It has been proposed that malaria, history’s deadliest disease, may be responsible for the death of half the people who have ever lived. In BSE Working Paper 1220, “Social Adaptation to Diseases and Inequality: Historical Evidence from Malaria in Italy,” authors Paolo Buonanno, Elena Esposito and Giorgio Gulino study the ramifications of the way society adapted to the threat posed by this disease. Responses affected where people settled and also how and what they farmed. These factors have had considerable and long-lasting effects on local inequalities.
The “Italian national disease”
Italy is taken as a case study since it has a particularly painful and significant history with malaria. It was indeed termed the “Italian national disease,” and no other European country suffered a comparable death toll.
Alongside the constant risk of malaria, perhaps the second-greatest affliction in Italy was land inequality. Despite the changing sociodemographic structure which was occurring at the time, redistribution efforts did not materialize in malaria-infested areas. This is most clearly seen by comparing the prevalence of malaria to the level of land inequality up and down the country (Figure 1):
The spatial correlation is stark, and the authors exploits an empirical strategy to identify the causal effect of malaria presence on landowner distribution.
A constant risk
By far the greatest challenge posed by the disease was the constant uncertainty and risk. The consequences were felt both by farm employees and small landowners. Clearly, working in malaria-infested areas exposed agricultural workers to the threat of illness and death. This was compounded by the fact that the malaria season coincided exactly with the peak of the agricultural season, which meant farmworkers had to expose themselves to the disease in order to survive.
The authors present various channels through which the coping strategies implemented to mitigate the risk of contagion in turn fostered the observed land inequality.
First, malaria-affected municipalities were not, in fact, less-densely inhabited, but were occupied differently. Settlement patterns offered protection from contagion, and could be life-saving for children and pregnant women. However, in order to reduce exposure, families had to locate their houses far from malaria-infested fields. The increased distance limited access to work for many agricultural laborers. Additionally, this pattern increased the cost for small farms of replacing labor, hiring new workers and general farm management as workers fell sick. Quite quickly, the task could become cumbersome. In contrast, large farms were organized precisely in such a way as to meet the demand and take advantage of the harvest.

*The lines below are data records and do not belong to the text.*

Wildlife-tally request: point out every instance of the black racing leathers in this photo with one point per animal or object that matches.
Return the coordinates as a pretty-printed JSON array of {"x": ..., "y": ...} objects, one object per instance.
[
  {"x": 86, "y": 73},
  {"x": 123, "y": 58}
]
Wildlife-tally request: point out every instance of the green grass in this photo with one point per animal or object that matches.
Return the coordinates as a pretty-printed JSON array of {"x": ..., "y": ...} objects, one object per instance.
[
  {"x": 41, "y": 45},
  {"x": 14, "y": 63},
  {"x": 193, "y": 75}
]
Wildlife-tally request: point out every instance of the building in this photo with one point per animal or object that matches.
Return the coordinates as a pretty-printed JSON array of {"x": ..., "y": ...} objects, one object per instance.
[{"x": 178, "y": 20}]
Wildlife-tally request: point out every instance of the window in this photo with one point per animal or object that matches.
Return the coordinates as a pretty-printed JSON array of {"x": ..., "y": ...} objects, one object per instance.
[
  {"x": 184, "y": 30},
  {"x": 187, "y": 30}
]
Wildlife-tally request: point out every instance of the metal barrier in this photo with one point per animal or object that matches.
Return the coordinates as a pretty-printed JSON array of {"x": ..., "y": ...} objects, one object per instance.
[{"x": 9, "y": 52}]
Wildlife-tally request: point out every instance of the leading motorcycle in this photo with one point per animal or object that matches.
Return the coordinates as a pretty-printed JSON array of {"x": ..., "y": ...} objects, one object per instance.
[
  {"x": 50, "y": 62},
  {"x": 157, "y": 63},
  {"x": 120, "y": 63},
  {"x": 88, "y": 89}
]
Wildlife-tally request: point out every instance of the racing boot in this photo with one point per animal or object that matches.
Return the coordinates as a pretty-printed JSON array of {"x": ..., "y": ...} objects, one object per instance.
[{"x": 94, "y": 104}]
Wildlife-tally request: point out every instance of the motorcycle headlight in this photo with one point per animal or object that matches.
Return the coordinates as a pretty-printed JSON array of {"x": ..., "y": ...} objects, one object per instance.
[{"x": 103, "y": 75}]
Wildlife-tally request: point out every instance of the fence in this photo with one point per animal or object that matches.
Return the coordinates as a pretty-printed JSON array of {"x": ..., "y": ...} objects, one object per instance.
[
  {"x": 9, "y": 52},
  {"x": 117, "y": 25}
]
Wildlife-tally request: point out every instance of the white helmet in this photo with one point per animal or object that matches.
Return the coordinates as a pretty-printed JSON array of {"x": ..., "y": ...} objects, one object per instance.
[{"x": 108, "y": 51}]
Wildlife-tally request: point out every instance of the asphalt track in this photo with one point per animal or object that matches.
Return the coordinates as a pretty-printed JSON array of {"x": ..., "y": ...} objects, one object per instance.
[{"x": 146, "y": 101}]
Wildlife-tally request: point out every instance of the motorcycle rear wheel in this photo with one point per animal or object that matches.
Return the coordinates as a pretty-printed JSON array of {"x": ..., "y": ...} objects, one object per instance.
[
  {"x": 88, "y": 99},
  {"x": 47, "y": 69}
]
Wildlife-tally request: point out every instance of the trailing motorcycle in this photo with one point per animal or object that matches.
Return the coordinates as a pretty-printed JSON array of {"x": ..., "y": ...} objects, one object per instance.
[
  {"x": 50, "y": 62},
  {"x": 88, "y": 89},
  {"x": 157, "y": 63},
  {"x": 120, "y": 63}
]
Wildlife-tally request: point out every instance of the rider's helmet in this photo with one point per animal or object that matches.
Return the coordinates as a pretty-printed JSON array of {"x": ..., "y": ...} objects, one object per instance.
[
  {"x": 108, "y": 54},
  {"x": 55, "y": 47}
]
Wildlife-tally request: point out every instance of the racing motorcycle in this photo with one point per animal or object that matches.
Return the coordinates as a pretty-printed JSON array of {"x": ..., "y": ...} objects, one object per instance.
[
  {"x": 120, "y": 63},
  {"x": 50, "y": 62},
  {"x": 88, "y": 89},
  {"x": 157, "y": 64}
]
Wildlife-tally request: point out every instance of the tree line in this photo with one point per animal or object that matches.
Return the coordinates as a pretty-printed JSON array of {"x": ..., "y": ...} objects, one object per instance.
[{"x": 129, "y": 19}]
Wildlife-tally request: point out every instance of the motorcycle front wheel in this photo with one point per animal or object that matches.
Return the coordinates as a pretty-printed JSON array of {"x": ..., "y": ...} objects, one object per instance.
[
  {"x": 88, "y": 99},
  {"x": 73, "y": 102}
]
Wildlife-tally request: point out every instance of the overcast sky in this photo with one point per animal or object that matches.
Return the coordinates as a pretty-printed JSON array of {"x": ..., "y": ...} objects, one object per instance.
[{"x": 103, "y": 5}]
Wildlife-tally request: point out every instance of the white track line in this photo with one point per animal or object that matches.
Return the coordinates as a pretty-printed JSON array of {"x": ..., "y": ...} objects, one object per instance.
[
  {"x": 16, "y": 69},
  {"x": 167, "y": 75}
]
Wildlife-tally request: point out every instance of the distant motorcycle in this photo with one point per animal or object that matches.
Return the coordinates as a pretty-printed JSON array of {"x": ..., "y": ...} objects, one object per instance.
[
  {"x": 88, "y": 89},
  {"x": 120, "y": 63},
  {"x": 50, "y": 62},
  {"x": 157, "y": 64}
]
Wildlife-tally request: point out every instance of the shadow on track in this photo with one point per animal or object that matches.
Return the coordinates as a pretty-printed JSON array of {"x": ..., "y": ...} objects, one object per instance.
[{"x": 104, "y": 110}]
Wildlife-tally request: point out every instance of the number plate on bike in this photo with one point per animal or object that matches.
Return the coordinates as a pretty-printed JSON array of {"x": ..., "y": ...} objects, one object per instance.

Second, malaria-infested municipalities were not less cultivated, but were cultivated differently, privileging labor-saving farming activities. Large farms could more easily diversify production, allowing them to hedge against particularly unhealthy years. Labor-saving crops and farming activities, such as cereals and sheep husbandry, could minimize worker-inputs. Naturally, plants that required little effort during the malaria season, and thus reduced the need to expose a valuable workforce, were popular alternatives. However, this diversification of production was often not the most profitable choice for small family farms and could not guarantee subsistence. Gradually, these practices entrenched local land inequalities.
The authors collected new data on land ownership distribution at the municipality level and mapped from historical to present-day municipalities to build several measures of land inequality. Efforts to detect a causal relationship are complicated by two main empirical issues:
- Malaria-infested areas might have differed from other areas due to geographic and climatic characteristics that could, in principle, have also driven landownership concentration.
- The effects of malaria might have been even more persistent in remote places with a history of dysfunctional governments, limited drainage projects, and inadequate public investments to counter the disease.
The authors lean on decades of research in malaria epidemiology to construct an index for the prevalence of malaria. To better proxy for actual historical malaria risk, the authors use historical data on seasonal temperatures, since malaria transmission is strictly related to local weather conditions. They are able to make clever use of bio-climatic characteristics to predict localized malaria transmission rates. Furthermore, they increase precision by constructing a highly disaggregated measure of temperature. In doing so, the authors are able to estimate the causal relationship of malaria affliction rates on the level of inequality.
Social adaptation and rising inequality
The authors consistently observe a positive relationship between malaria risk and land inequality. The share of land occupied by small farms is reduced by the rate of malaria and vice versa, increased for larger farms. Specifically, being in a municipality with malaria reduced the land share held by small farms by 39 percentage points, which corresponds to a 77% reduction with respect to the mean. They find that large firms were better positioned to absorb health shocks and, in areas with a higher prevalence of malaria, there was a significant increase in the number of landless farmers alongside an increase in the hiring of day laborers.
Overall, they observe an increase in the Gini index of around 22 percentage points, which points to a significant shift in the level of inequality. Through their careful empirical process, these changes can be put down to the increased presence of malaria.
The authors then extend their analysis to the present day. In doing so, they reveal that, indeed, historical malaria prevalence hampered long-term development. To this day, historically affected municipalities remain poorer and continue to have comparatively lower average levels of human capital.
Recent medical developments and experimental evidence suggest that a malaria vaccine granting full protection against the disease might soon become available. Given the clear and pertinent results of this paper, the potential social gains in terms of reduced mortality and morbidity, higher human capital accumulation, and productivity of affected areas are enormous.